Eu e ela já nos
conhecemos há muito. Há mais de quarenta anos. Temo-nos visto ocasionalmente,
aqui e ali, já nos namorámos de muito perto, já nos olhamos nos olhos com uma
cumplicidade invulgar. Mas nunca atingimos o orgasmo final!
Talvez por isso
mesmo, não temo a morte.
Somos velhos
amigos e tenho por certo que um dia nos abraçaremos final e definitivamente. A
única questão em aberto é saber quem dará o primeiro passo. Mas isso se verá
com o tempo.
Esta cumplicidade,
este não temor, faz-me não chorar os mortos. Não será só por isso, mas é a
tónica principal. Não receio, nem por mim nem pelos outros, aquilo que conheço
tão bem quanto é possível conhecer na condição de ser vivo.
Mas há mais que me
leva a não chorar os mortos. A saber:
Entendo que isto
que aqui vivemos não é, nem de longe nem de perto, o que considero por
aceitável. Destruímos, destruímo-nos, reina o ódio, a inveja, a violência, a
desigualdade.
E se esta má forma
de existir não a quero para mim, seria eu o pior dos seres vivos se a desejasse
para os outros. Seria querer-lhes mal. Donde, porquê lamentar a saída de alguém
de um lugar ou existência que entendo por muito negativo e mau?
Se considerarmos
uma atitude científica, a morte será o fim. O fim total e absoluto, um ponto
final em tudo. Portanto, e apesar de tudo, não se lamenta o fim de uma má
existência, contestada e sofrida.
Se considerarmos
uma atitude de crente, e presumindo a existência de uma alma que viverá para
qualquer outra coisa ou estado – o que quer que seja – temos mais é que desejar
o acesso a esse destino alternativo, que dificilmente será pior que este.

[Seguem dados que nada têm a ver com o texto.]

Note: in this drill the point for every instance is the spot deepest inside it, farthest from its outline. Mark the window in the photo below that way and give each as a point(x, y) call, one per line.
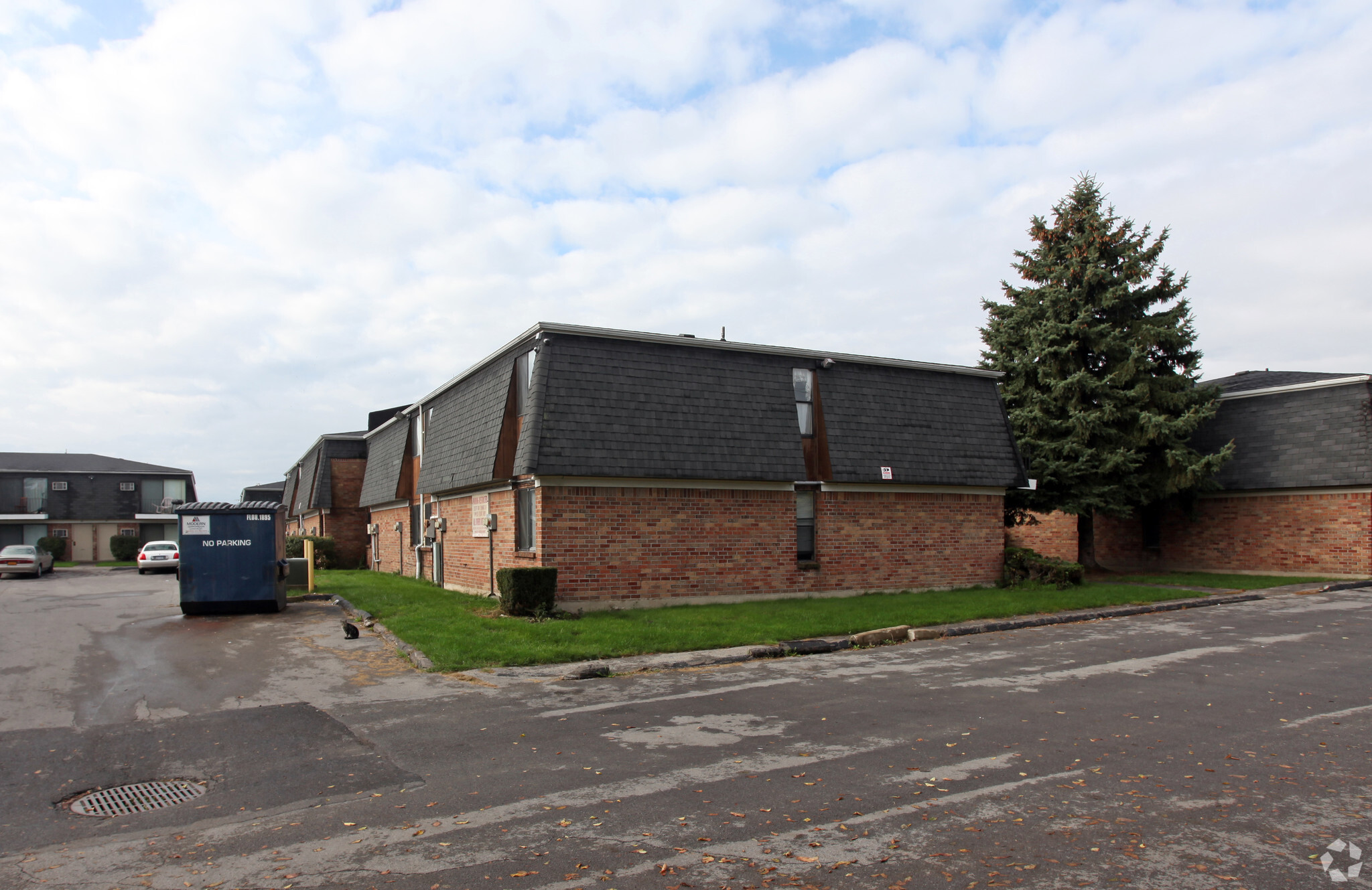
point(523, 380)
point(803, 380)
point(1152, 523)
point(805, 524)
point(525, 519)
point(417, 428)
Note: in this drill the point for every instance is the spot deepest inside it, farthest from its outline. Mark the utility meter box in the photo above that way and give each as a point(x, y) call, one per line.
point(232, 557)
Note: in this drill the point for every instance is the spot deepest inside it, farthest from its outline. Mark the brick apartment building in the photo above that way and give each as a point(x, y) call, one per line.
point(662, 469)
point(1296, 500)
point(88, 498)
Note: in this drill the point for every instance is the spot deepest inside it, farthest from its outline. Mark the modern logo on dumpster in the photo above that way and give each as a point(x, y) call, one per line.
point(195, 526)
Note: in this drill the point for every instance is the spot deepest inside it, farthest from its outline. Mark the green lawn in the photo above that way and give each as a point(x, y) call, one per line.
point(1216, 579)
point(460, 631)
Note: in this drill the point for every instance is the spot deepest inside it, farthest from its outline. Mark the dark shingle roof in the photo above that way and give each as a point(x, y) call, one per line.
point(466, 429)
point(309, 475)
point(929, 428)
point(386, 450)
point(264, 492)
point(618, 408)
point(649, 406)
point(40, 463)
point(218, 506)
point(1298, 439)
point(1267, 379)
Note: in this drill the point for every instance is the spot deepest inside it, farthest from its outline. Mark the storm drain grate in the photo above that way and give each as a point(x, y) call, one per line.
point(136, 798)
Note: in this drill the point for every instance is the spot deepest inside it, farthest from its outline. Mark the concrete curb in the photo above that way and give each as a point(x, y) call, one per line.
point(814, 646)
point(416, 657)
point(1085, 615)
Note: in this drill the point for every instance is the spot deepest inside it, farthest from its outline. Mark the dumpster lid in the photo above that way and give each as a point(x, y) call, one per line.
point(222, 506)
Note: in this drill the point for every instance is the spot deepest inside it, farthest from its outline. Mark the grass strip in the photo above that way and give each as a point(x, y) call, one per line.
point(1219, 579)
point(460, 631)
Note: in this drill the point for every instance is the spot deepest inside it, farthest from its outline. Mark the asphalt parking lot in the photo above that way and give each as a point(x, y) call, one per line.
point(1221, 747)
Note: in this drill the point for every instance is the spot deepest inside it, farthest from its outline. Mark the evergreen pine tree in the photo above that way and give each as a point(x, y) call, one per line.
point(1101, 368)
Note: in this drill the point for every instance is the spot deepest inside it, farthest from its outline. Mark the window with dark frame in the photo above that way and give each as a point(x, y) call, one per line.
point(803, 380)
point(1152, 522)
point(525, 530)
point(806, 524)
point(523, 380)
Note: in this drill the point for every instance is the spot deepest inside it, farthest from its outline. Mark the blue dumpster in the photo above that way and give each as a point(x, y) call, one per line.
point(232, 557)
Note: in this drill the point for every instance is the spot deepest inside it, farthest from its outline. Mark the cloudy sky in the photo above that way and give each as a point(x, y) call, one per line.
point(226, 228)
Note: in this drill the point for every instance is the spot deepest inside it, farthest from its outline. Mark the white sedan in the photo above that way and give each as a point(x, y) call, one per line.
point(159, 554)
point(25, 560)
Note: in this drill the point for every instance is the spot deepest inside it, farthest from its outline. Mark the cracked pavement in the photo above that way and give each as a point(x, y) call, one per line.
point(1089, 755)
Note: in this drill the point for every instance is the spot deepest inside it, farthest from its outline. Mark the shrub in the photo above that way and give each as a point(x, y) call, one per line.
point(124, 548)
point(1024, 564)
point(326, 553)
point(529, 591)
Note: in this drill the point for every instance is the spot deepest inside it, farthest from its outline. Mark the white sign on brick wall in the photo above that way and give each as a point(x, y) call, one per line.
point(480, 508)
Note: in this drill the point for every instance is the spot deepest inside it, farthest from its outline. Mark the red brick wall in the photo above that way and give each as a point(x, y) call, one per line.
point(1318, 534)
point(346, 522)
point(662, 543)
point(394, 548)
point(1055, 535)
point(466, 559)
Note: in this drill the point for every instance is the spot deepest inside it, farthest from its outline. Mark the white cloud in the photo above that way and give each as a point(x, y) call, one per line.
point(253, 222)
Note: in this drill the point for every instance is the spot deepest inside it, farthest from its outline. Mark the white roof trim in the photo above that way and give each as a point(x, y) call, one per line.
point(610, 333)
point(1296, 387)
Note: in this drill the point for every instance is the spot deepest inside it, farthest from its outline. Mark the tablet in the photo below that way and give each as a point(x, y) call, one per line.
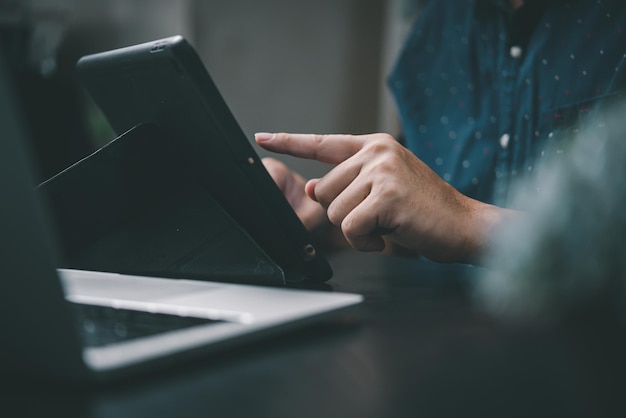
point(164, 83)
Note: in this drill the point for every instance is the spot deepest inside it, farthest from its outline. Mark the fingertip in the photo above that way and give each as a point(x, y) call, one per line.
point(367, 244)
point(309, 188)
point(263, 137)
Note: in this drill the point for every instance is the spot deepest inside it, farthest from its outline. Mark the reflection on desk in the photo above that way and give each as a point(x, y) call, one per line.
point(418, 346)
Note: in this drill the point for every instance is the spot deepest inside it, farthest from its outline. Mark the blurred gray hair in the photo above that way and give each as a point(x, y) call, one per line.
point(569, 252)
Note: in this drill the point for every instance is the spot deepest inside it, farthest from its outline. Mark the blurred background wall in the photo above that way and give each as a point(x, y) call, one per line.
point(281, 65)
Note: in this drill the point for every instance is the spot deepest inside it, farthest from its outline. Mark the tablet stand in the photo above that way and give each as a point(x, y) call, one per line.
point(133, 207)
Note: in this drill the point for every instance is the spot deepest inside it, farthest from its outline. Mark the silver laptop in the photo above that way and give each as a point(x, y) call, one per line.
point(92, 325)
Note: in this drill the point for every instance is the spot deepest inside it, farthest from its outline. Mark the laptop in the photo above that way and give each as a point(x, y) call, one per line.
point(81, 325)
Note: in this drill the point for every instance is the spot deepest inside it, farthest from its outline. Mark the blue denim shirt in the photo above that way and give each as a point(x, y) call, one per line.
point(482, 90)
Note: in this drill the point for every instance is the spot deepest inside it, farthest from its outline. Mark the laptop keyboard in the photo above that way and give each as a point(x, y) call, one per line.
point(102, 325)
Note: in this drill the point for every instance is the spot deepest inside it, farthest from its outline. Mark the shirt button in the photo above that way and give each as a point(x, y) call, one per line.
point(516, 51)
point(504, 141)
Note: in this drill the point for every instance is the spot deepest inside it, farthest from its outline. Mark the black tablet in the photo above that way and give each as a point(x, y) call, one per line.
point(164, 83)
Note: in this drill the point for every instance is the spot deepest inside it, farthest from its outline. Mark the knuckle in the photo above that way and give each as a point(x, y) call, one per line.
point(334, 214)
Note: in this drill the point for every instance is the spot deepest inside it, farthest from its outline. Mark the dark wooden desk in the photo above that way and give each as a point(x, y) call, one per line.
point(416, 347)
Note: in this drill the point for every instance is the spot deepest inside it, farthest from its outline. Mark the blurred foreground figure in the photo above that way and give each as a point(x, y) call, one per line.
point(569, 253)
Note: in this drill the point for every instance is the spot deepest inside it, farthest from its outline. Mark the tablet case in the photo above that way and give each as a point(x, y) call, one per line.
point(134, 207)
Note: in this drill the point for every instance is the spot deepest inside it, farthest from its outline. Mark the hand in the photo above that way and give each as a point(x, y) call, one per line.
point(380, 189)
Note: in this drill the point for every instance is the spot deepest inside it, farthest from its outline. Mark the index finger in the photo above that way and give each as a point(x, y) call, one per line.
point(331, 149)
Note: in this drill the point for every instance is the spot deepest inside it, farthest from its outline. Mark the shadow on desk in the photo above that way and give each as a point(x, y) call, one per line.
point(418, 346)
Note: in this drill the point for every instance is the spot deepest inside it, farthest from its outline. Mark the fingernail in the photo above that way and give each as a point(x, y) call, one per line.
point(263, 136)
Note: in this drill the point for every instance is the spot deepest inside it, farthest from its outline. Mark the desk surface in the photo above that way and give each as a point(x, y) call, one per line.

Assim, Aleluia e boa sorte nessa viagem.
Podemos ainda
considerar o choro ou lamento por se sentir a falta daquele que morre. E se
isto não é uma atitude verdadeiramente egoísta, não sei o que o seja. Centrar o
universo e sentimentos em nós próprios, ignorando os dos outros.
E este sentir a
falta de alguém também é compatível com o que se sentiria se esse alguém
partisse sem regresso para um ponto distante do globo, para um mosteiro com
voto de reclusão ou para um planeta aqui ao lado. Em qualquer dos casos, o
contacto seria nulo ou quase e a sensação de falta seria real, justificando-se
o choro ou o luto.
Assim, eu não
choro os mortos. Para onde quer que vão – se é que vão – não será pior que isto
e terei mais é que me alegrar com a sua partida.
Choro e lamento,
antes sim, os vivos. Pelo sofrimento inútil que têm, físico ou psicológico,
pela minha própria incapacidade de anular ou mesmo minorar esses sofrimentos,
por saber que, em partindo estes, outros virão viver as mesmas circunstâncias e
dores.
Por tudo sito, e
mais umas minudências que agora não vêm ao caso, em chegando o dia de finados,
lá para Novembro, irei fotografar o que quer que seja que não os que choram ou
honram os mortos.
Que se eu mesmo
faço questão de ser respeitado enquanto ser vivo, o mesmo tenho que fazer em
relação aos demais. E avançar com uma câmara voyeirista pela intimidade que é o
chorar ou honrar os que foram não é, propriamente, respeitar os vivos.
Procuro a estética
e o significado na fotografia que faço. Mas não a qualquer preço!